We want to change the way they make sense of the world, and we want to persuade people

2:12.2

to hold the views that we hold so that they

2:14.2

change the way that they think and feel and at the very least change the way they behave.

2:20.0

Persuasion of this second kind which is mostly about attitudes, changing the way people feel about things,

2:27.0

is something that we've been doing since we've been doing anything.

2:31.0

And most of our arguing about that kind of stuff, took place in groups.

2:35.0

You see if an individual solved a problem or discovered valuable information or recognized a danger or related a novel experience or developed an accurate

2:43.7

prediction or created an innovation when one person did that in the group.

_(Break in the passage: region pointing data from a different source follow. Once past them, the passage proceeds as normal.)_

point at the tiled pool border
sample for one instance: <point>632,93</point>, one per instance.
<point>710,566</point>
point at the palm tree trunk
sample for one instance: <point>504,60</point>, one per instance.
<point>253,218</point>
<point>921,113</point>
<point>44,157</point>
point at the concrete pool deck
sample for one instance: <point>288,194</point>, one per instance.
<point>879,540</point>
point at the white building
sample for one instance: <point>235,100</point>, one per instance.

The

2:48.4

rest of the group could benefit from it and so our brains evolved in sort of information exchange environments, but the problem with these

2:56.9

exchanges was that not every fellow primate was trustworthy. I mean, they could just be wrong right or they could be trying to

3:05.1

mislead us for their own gain. Therefore groups always faced a dilemma and that

3:10.9

dilemma became a selective pressure. something that cognitive scientists call a trust bottleneck.

3:17.4

A particular idea could be harmful but it could also be extremely useful.